Monday, April 13, 2009

Amazon says glitch not discrimation

While many of us are still scratching our heads over Amazon.com's decision/snafu/glitch that removed sales rankings from LGBT titles, the mystery seems to almost deepen.

From Publisher's Weekly:

A groundswell of outrage, concern and confusion sprang up over the weekend, largely via Twitter, in response to what authors and others believed was a decision by Amazon to remove "adult" titles from its sales rankings. On Sunday evening, however, an Amazon spokesperson said that a "glitch" had occurred in its sales ranking feature that was in the process of being fixed. The spokesperson added that there was no new policy regarding "adult" titles. As of Monday morning, a number of titles affected by the glitch were still without sales rankings.

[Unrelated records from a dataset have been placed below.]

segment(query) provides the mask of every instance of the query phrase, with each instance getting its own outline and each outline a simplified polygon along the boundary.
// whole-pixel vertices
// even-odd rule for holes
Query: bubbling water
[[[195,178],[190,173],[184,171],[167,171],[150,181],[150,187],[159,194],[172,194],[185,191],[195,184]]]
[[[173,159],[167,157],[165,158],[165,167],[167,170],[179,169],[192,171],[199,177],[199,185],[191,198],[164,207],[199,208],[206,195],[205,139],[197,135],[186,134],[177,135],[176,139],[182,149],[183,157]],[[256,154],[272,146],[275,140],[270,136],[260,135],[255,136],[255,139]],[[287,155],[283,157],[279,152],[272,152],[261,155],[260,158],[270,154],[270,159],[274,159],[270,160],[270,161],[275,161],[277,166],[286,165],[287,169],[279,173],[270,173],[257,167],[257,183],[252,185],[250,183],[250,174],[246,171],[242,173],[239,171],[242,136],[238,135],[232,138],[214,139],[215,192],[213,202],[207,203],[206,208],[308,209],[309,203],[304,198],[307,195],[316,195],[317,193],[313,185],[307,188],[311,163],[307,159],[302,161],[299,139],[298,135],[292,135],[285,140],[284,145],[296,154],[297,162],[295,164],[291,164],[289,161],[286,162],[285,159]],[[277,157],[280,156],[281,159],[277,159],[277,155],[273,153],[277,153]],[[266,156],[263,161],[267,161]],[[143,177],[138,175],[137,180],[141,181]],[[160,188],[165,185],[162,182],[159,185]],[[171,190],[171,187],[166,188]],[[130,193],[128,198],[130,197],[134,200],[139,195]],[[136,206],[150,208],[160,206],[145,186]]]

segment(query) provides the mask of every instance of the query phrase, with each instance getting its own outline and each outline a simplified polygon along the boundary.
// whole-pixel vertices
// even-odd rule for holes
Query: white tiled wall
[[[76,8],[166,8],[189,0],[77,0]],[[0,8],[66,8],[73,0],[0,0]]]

No one at Amazon was available this morning to discuss when the problem might be fixed or what caused the glitch.

For most of the weekend on Twitter, in conversations with the hash tag "#amazonfail," users were discussing the fact that the e-tailer was removing the sales rankings for books that it deemed featured "adult" content. Many readers, and writers, decried the fact that Amazon appears to be removing the sales ranking for titles that feature gay and lesbian characters and/or themes.

The director of the Erotic Authors Association, who goes by the pen name Erastes, told PW that many of her members "noticed their titles had been stripped of their sales rankings" on Amazon. One, Mark Probst, contacted a customer service representative at Amazon and wrote about the exchange on his blog. Probst wrote that the Amazon rep responded to his inquiry by saying that "'adult' material" is being excluded from appearing in "some searches and best seller lists" as a "consideration of our entire customer base."

Whatever the cause, titles like James Baldwin's Giovanni's Room and Annie Proulx's Brokeback Mountain are among the those that have lost their sales ranking. Bloggers aren't buying the glitch explanation and some are calling an Amazon boycott, but the fact that such a wide range of titles have lost their rankings suggest that whatever Amazon may have been trying to do went haywire
.

So first they told an LGBT author, the reason the titles were disappearing was they wanted to hide "adult" content from younger customers. When the furor broke out they changed their story to say a "glitch" caused the problem.

Searches conducted by yours truly are now turning up LGBT titles but the rankings situation has yet to be resolved. I've yet to decide how to feel about this, large companies often have problems where the right hand doesn't know what the left is doing, but I'd be lying if I said I don't buy the sudden switch in story.